For the revised flow regime, the agency developed criteria to gauge conditions based on the original state mandate, Jeane explained. “Hopefully that (temporary change) will be much more representative of what is going on in our watershed.”

The order will allow minimum flows in the Russian River between Lake Mendocino and Dry Creek, below Healdsburg, to drop from 75 cubic feet per second to 25 cubic feet per second to prevent the reservoir from reaching unsafe levels.

The low levels in Lake Mendocino are exacerbated, Jeane explains, because flood control precautions require the water agency to leave space in the reservoir in case of large amounts of rain, which reduces the already-small reservoir’s storage capacity.

Communities that rely on Lake Mendocino include Ukiah, Cloverdale, Geyserville, Healdsburg and unincorporated areas of Mendocino and Sonoma counties.

“Making reductions in water releases now could help prevent serious impacts in the future to endangered fish and to communities like Geyserville and Cloverdale,” said water agency Director Mike McGuire in a prepared statement. “Unfortunately, we must assume that the new year will be dry and plan accordingly.”

The water agency is also working closely with the National Marine Fisheries Service and California Department of Fish and Wildlife to make sure a reduced stream flow will not impact migrating and spawning coho, chinook and steelhead.

So far, chinook salmon have spawned in portions of river between Cloverdale and Ukiah, Jeane notes, and a team of biologists is regularly monitoring redds, the gravel beds in which eggs are deposited.
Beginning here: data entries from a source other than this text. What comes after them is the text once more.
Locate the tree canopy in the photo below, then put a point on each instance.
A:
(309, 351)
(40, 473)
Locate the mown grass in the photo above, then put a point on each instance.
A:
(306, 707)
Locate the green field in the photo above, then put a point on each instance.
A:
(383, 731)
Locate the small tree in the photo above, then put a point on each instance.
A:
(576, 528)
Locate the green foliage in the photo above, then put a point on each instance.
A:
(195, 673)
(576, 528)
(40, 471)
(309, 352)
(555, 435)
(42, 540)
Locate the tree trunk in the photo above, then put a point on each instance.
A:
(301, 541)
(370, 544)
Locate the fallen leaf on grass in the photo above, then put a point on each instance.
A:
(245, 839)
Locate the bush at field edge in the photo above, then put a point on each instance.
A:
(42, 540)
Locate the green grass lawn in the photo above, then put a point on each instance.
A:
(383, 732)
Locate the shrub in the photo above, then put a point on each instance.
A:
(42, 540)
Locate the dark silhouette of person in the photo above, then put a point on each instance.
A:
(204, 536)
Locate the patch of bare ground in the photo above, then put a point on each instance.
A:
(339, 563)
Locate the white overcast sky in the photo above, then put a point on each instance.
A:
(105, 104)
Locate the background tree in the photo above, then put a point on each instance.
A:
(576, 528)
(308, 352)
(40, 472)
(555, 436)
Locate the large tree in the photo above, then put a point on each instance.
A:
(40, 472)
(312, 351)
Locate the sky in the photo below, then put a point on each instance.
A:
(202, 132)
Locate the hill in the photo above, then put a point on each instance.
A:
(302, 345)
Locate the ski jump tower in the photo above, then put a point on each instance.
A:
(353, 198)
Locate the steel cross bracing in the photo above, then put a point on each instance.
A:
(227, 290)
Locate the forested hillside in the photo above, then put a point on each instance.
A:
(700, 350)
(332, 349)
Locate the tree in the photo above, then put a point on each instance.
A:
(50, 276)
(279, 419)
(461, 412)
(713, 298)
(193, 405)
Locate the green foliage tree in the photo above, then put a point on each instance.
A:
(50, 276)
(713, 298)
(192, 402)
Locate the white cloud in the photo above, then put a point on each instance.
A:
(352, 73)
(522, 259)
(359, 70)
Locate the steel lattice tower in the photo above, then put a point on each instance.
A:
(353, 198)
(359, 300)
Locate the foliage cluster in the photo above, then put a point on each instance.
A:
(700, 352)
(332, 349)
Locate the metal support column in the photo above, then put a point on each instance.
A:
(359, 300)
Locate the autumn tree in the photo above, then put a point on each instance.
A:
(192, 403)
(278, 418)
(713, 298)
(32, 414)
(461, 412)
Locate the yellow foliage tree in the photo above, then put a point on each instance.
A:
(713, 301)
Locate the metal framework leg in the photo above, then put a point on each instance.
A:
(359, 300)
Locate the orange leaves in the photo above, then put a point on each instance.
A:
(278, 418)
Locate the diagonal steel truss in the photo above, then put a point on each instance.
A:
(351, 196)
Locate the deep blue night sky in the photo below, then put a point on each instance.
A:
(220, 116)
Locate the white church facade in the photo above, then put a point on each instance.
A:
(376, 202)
Biologists and wildlife authorities have indicated that the water agency can reduce stream flows to lower levels without harming area fish. With numerous creeks dry, Jeane said, there may be an increase of fish spawning in the river.

While Sonoma’s water supply is more reliant on Lake Sonoma, which is three times larger in volume than Lake Mendocino and usually sees more rainfall, Jeane said conditions in that reservoir could worsen if the dry weather of 2013 carries over in 2014. If Lake Sonoma fell into “bad condition” at a low level, Jeane said, SCWA would activate a water shortage contingency plan as outlined in the reservoir’s permitting requirements. It would be mandatory at that point for all of SCWA’s water contractors to reduce water usage.

Jeane said the order places a requirement on SCWA, but not on surrounding municipalities with water rights, which makes water conservation and awareness of water shortage of utmost importance.

Jeane and the water agency are urging people to reduce water usage, watering every other day or ceasing lawn watering altogether right now. Through its Sonoma-Marin Water Savings Partnership, the water agency aims to promote conservation.

“My biggest concern is, if we don’t get any rain, what that is going to do to the area,” Jeane said. “It’s going to take some very big storms to even get some run off, so we really need people to be super cognizant of water use right now.”